Интересно, что в конце жизни Толстой заметил: «Я не вижу в этой сонате того, что приписал ей в своей повести».

По замыслу автора, герой повести знаковой считал только первую часть сонаты: «Страшная вещь эта соната. Именно эта часть.»
И общее замечание:
«...музыка... переносит меня в то душевное состояние, в котором находился тот, кто писал музыку. Я сливаюсь с ним душою и вместе с ним переношусь из одного состояния в другое, но зачем я это делаю, я не знаю. Ведь тот, кто писал хоть бы Крейцерову сонату, – Бетховен, ведь он знал, почему он находился в таком состоянии». «...для него это состояние имело смысл, для меня же никакого.»

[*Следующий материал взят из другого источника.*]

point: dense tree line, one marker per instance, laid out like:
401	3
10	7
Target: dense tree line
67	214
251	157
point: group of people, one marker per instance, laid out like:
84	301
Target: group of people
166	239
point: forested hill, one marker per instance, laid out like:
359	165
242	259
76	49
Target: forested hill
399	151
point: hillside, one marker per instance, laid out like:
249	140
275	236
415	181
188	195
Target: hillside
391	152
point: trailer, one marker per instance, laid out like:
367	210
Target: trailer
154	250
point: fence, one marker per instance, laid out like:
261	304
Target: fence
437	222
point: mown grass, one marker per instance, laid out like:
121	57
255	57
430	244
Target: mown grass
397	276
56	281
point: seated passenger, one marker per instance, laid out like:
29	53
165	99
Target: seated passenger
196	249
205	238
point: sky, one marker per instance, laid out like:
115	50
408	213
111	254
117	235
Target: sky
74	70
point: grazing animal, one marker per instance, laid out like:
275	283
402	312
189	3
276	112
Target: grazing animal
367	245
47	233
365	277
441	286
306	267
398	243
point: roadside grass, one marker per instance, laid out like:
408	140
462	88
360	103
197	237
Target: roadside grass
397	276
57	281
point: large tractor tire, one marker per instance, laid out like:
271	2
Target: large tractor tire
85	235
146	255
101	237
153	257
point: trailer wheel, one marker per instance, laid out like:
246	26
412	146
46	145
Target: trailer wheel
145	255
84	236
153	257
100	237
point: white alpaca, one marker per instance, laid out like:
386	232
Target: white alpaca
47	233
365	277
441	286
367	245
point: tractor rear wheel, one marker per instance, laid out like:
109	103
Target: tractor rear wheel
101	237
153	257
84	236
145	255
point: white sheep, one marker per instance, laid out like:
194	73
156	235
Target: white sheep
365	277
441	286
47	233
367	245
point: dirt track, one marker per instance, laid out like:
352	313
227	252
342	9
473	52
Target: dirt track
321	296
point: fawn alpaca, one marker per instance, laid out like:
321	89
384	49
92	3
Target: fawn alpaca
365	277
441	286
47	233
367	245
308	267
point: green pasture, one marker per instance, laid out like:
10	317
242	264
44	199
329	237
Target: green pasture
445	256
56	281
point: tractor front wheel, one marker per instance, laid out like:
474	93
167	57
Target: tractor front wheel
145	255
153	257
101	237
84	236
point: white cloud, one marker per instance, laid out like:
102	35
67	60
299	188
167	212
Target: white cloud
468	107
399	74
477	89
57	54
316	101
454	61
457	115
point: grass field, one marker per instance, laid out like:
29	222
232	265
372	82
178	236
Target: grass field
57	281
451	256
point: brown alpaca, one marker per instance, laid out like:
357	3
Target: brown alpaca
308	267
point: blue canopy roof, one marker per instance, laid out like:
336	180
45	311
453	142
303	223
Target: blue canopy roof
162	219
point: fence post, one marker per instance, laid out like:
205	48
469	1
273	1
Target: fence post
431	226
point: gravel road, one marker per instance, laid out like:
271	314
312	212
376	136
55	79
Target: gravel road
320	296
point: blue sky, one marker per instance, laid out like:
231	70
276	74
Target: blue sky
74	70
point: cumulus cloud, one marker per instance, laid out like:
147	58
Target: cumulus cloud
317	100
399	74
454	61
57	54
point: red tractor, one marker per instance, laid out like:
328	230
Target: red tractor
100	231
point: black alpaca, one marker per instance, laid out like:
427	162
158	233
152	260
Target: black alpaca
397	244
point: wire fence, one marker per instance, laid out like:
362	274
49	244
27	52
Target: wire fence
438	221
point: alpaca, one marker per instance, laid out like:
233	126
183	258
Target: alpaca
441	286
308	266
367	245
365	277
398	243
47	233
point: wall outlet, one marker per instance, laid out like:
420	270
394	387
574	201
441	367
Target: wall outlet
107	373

И Толстой нашёл своему герою выход из тупика: Позднышев находит в музыке то, чего он так жаждет:
«...мне как будто открылись совсем новые, казалось мне, чувства, новые возможности, о которых я не знал до сих пор. Да вот как, совсем не так, как я прежде думал и жил, а вот как, как будто говорилось мне в душе. Что такое было то новое, что я узнал, я не мог себе дать отчёта, но сознание этого нового состояния было очень радостно...»

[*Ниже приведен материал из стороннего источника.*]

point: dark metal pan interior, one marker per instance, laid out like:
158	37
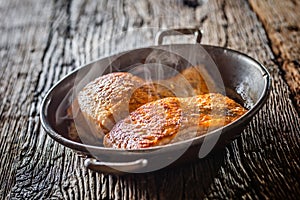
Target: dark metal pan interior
246	81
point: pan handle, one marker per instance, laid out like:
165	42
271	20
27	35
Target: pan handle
180	31
96	165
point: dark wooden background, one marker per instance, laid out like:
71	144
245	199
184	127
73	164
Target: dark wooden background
41	41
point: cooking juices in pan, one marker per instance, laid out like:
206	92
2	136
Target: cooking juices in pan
125	111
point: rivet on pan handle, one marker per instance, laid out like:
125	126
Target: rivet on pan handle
94	164
180	31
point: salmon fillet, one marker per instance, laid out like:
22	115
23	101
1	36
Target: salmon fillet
173	119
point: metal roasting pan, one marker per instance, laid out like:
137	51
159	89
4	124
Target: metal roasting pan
245	79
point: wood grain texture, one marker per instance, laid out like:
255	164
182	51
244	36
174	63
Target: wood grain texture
281	21
42	42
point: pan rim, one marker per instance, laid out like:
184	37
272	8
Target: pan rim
84	147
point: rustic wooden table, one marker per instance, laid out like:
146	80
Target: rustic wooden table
41	41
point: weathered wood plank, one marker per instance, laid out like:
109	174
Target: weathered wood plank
260	164
281	20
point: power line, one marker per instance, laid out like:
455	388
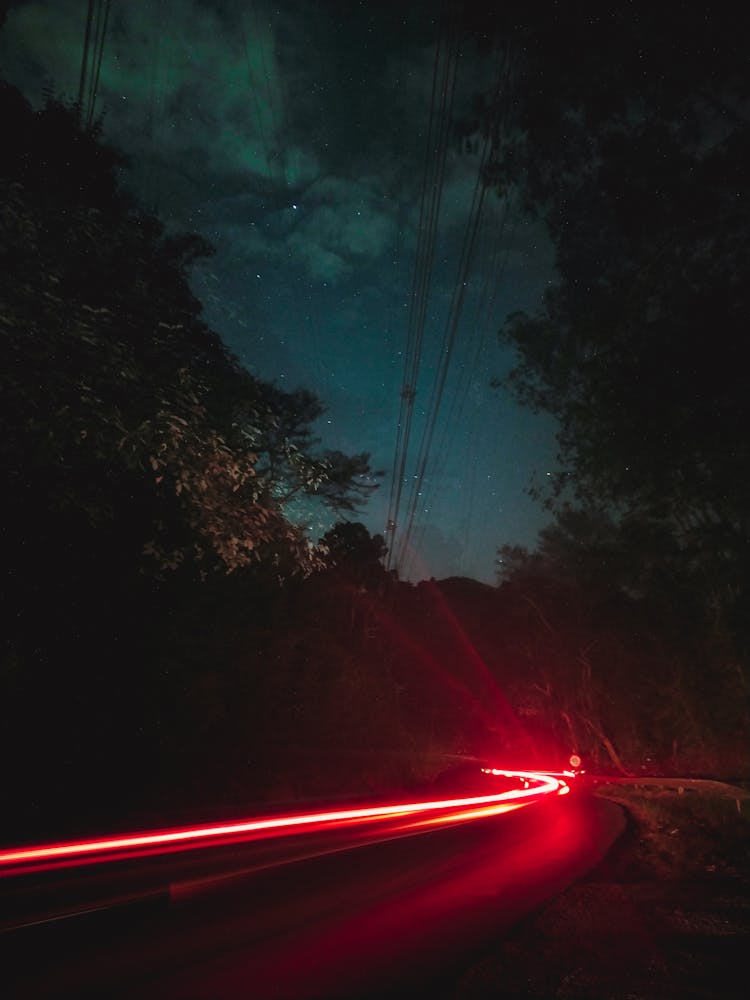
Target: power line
441	103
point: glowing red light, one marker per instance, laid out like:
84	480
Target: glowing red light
442	811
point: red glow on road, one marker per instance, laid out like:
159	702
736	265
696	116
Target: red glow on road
432	813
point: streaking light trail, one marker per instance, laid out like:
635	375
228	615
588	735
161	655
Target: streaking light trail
430	813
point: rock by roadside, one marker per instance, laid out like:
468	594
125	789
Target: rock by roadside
666	915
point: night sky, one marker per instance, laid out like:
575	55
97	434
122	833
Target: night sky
291	134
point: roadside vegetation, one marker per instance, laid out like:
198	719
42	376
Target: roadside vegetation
667	913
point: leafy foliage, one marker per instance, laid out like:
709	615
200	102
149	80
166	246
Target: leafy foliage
120	401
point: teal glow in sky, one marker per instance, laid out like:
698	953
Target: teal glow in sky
291	134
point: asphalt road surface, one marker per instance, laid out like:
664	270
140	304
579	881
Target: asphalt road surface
398	917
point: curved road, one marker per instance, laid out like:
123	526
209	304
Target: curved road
402	917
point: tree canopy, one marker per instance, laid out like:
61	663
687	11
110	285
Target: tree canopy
627	130
121	405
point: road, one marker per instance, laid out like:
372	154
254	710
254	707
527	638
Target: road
375	913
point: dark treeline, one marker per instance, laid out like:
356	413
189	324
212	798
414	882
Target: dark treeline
173	645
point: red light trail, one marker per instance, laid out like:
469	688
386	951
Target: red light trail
419	814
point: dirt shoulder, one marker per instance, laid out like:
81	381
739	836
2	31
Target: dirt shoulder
666	915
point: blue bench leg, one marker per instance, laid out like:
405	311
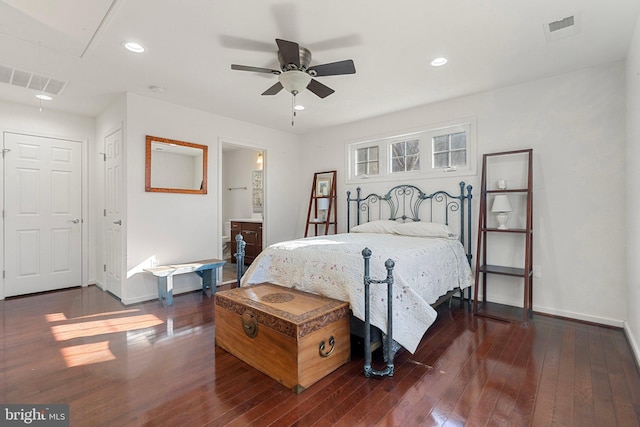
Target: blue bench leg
209	280
165	290
162	289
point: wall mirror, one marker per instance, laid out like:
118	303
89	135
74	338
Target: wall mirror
175	166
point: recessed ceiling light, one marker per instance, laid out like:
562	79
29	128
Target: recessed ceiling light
156	89
133	47
439	62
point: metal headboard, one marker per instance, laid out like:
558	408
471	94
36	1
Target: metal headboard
405	203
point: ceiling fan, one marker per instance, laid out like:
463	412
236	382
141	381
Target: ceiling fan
295	74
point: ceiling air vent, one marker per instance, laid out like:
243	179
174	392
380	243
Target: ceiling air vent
562	28
563	23
29	80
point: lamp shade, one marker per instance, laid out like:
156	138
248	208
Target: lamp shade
323	204
501	204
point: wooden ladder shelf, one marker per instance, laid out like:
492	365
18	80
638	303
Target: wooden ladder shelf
509	162
322	204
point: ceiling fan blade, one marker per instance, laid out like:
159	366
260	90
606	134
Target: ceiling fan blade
319	89
273	89
290	52
254	69
334	68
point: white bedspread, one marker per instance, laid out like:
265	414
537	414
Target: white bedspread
425	269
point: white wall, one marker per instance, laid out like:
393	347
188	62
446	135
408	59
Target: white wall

И своё «радостное» состояние Позднышев перенёс на все вокруг:
«Жену же я никогда не видал такою, какою она была в этот вечер. Эти блестящие глаза, эта строгость, значительность выражения, пока она играла, и эта совершенная растаянность какая-то, слабая, жалкая и блаженная улыбка после того, как они кончили. Я все это видел, но не приписывал этому никакого другого значения, кроме того, что она испытывала то же, что и я, что и ей, как и мне, открылись, как будто вспомнились новые, неиспытанные чувства.»
 
Больше «Крейцерова» в повести не звучала. Соната осталась тут одним из немногочисленных светлых мазков на полотне. И получается, что цель появления этого фрагмента – показать именно контрастность, дать читателю отдохнуть от накачки негативом, в который Толстой его окунул с самого начала: ожидание кошмара убийства.

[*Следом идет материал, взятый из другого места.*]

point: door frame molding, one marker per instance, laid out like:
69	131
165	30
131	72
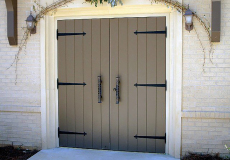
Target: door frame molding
48	49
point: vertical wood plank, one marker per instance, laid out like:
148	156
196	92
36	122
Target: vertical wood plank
161	76
70	78
142	80
78	97
62	89
96	50
105	82
88	96
151	79
123	73
114	130
132	77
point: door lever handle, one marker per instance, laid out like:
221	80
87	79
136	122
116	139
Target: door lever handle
117	89
99	89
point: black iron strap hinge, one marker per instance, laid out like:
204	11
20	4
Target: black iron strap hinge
65	132
153	32
69	34
69	84
152	85
152	137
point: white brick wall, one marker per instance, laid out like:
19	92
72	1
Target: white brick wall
205	135
17	125
27	90
20	129
206	95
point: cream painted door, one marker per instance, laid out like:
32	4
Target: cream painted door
129	118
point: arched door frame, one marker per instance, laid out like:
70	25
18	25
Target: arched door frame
48	49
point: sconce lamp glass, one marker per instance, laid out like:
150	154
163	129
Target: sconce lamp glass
30	22
188	20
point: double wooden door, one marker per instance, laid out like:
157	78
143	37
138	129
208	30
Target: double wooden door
103	69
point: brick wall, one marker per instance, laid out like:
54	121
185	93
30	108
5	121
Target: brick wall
206	90
20	129
17	125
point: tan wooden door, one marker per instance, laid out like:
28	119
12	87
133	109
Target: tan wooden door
110	49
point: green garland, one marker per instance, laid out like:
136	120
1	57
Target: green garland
113	3
41	11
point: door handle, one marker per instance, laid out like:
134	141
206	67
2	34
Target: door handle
99	89
117	89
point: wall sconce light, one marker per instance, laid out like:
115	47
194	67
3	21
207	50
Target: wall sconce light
188	20
30	22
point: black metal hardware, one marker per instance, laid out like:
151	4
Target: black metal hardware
69	34
117	89
151	137
69	84
152	32
99	89
66	132
150	85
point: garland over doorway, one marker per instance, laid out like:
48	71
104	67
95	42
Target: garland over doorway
41	11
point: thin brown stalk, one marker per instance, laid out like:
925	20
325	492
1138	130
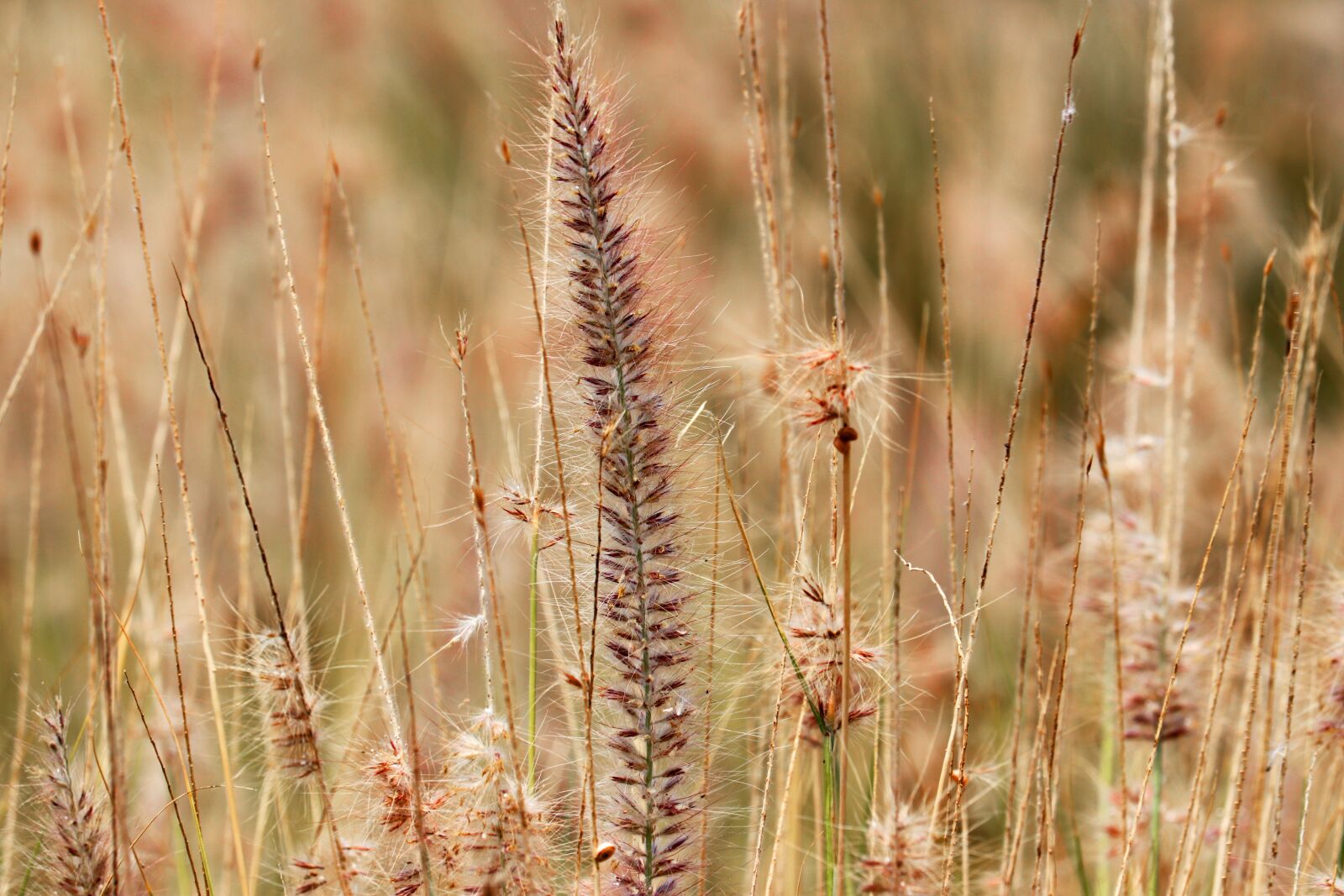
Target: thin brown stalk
1147	191
30	590
1247	387
324	430
172	797
558	457
961	689
192	788
1180	644
281	626
487	559
1297	636
1085	463
226	765
707	747
1034	540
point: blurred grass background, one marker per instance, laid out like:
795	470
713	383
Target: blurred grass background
414	98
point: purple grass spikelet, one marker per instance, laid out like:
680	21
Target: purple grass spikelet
624	335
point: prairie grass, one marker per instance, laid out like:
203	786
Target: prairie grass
844	461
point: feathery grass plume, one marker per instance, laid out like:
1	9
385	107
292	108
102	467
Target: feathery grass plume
816	633
312	876
479	839
900	855
288	705
1151	621
393	783
499	840
78	853
1328	723
625	338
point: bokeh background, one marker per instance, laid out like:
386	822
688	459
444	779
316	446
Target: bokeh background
416	98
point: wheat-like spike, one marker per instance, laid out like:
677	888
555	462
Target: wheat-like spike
80	846
622	340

Но на самом деле первая часть – дуэт скрипки и рояля (любопытно, что Толстой не пишет «скрипач» и «пианистка», а именно «скрипка» и «рояль») – не так светла, как это может может показаться из текста. Она чувственна, безусловно. Но это свойственно и другим музыкальным произведениям. Поэтому и делаю вывод: не соната Бетховена была тем толчком к написанию повести. Соната – эпизод, одна глава. Главное ведь тут вовсе не в ней.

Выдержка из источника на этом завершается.